Aber nicht nur die eigentliche Elektrotechnik ist ein Arbeitsbereich heutiger Ingenieure.
Unternehmensberatung, Marketing und Vertrieb oder auch Ausbildung in verschiedensten Bereichen
der Technik sind Gebiete, in denen man als Ingenieur arbeiten kann.

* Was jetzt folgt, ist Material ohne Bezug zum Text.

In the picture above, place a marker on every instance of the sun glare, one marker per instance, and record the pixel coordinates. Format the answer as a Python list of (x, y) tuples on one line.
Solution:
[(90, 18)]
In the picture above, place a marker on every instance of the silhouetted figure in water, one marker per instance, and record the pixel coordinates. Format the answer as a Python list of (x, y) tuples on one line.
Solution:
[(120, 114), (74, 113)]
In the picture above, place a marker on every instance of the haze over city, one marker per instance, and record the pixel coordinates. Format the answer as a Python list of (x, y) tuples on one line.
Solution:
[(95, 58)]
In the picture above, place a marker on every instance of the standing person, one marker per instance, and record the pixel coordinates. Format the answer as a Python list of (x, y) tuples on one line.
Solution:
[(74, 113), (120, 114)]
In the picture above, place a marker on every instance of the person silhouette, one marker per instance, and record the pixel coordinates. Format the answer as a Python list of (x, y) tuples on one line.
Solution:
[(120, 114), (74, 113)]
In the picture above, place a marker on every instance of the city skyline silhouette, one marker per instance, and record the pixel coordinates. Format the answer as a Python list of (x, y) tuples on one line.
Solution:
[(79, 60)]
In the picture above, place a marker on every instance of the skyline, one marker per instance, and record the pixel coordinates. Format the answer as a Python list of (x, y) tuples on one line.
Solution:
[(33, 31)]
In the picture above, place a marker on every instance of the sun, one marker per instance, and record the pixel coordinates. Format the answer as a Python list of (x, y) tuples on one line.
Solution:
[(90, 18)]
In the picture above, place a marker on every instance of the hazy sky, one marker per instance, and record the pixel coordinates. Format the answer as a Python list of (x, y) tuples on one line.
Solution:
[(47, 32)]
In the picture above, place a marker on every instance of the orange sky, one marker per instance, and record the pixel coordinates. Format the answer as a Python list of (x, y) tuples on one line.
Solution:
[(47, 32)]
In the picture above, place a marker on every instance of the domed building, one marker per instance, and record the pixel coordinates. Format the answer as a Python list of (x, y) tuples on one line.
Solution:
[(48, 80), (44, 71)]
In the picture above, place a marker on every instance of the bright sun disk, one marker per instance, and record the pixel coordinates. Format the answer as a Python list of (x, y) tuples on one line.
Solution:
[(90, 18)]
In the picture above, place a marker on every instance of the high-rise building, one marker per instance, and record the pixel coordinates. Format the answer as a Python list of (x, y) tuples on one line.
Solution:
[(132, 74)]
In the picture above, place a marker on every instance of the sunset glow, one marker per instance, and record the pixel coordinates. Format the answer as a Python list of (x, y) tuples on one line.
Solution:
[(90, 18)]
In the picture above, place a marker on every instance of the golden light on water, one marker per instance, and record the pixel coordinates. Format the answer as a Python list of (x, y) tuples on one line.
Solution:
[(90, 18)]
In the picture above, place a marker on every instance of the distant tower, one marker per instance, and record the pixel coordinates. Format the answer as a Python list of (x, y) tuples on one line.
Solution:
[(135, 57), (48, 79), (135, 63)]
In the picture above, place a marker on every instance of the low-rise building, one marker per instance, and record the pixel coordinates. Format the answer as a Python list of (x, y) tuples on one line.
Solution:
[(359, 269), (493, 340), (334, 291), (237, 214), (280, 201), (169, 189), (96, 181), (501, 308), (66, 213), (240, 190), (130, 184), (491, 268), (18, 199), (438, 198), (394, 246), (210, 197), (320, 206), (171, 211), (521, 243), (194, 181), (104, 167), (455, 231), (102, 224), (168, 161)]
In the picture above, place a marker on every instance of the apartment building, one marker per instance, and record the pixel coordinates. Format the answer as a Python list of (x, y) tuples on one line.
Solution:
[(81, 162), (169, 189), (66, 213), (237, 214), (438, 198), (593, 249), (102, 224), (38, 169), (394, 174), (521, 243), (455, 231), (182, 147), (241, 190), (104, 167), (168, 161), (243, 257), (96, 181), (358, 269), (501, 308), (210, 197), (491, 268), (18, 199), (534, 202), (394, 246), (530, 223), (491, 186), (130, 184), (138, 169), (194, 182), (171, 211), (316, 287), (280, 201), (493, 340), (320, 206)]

Wie aber soll ein Studium auf so eine Masse von verschiedensten Möglichkeiten vorbereiten und
ausbilden? Indem es ein breites Grundlagenwissen, aber vor allem die Fähigkeit vermittelt, sich
selbständig in Neues einzuarbeiten.
Wegen dieser Ziele ist ein Studium in Aachen zu empfehlen. Denn die RWTH ist weltweit dafür
bekannt, dass gute Ingenieure hier ihren Abschluss mit eben diesen Fähigkeiten und diesem
hervorragenden Wissen machen.
Ich möchte euch nun kurz beschreiben, wie das Studium eigentlich aufgebaut ist. Es beginnt in den
meisten Fällen damit, dass man vor dem Studium erst einmal ein Praktikum macht. Es wird
"mechanische Grundpraxis" genannt. Man muss für acht Wochen in eine Firma gehen, um dort
grundlegende Dinge der Metallverarbeitung und der Montage zu lernen, aber vor allem auch um
kennenzulernen, wie die Leute arbeiten, deren Vorgesetzter man einmal sein wird. Bis zu den letzten
Vordiplomsprüfungen, die die meisten Studenten nach zwei Jahren ablegen, müssen noch weitere 5
Wochen Praktikum gemacht werden. In dieser "elektrotechnischen Grundpraxis" geht es dann darum,
ein erstes praktisches Verständnis von Bauelementen (Widerstände, Kondensatoren, Transistoren ... ) ,
Baugruppen (z.B. Hausinstallationen) und elektrischen Geräten zu bekommen. Ich kann nur sagen:
"Das war schon wesentlich interessanter als das mechanische Praktikum." Soviel erst einmal zu den
Industriepraktika.
Das Studium ist in zwei Teile aufgeteilt: in das Grundstudium und das Hauptstudium, das mit der
Diplomarbeit abgeschlossen wird. Das Grundstudium ist wiederum in zwei Teile aufgespalten. Es
vermittelt grundlegendstes Wissen in Mathematik, Physik, Elektrotechnik, Maschinenbau und
Informatik. Ihr seht, schon hier lernt man tausend verschiedene Sachen. Aber lasst euch bloß nicht
davon abschrecken! Es sieht nach unheimlich viel Lernen und Stress aus. Und wenn ich ehrlich bin,
dann ist das auch ein bisschen so, aber man schafft es! Und in anderen naturwissenschaftlichen oder
technischen Studiengängen würde es euch nicht besser gehen. Das Wichtigste ist wirklich, dass man
Spaß an seiner Sache hat, dann kommt der Rest von alleine.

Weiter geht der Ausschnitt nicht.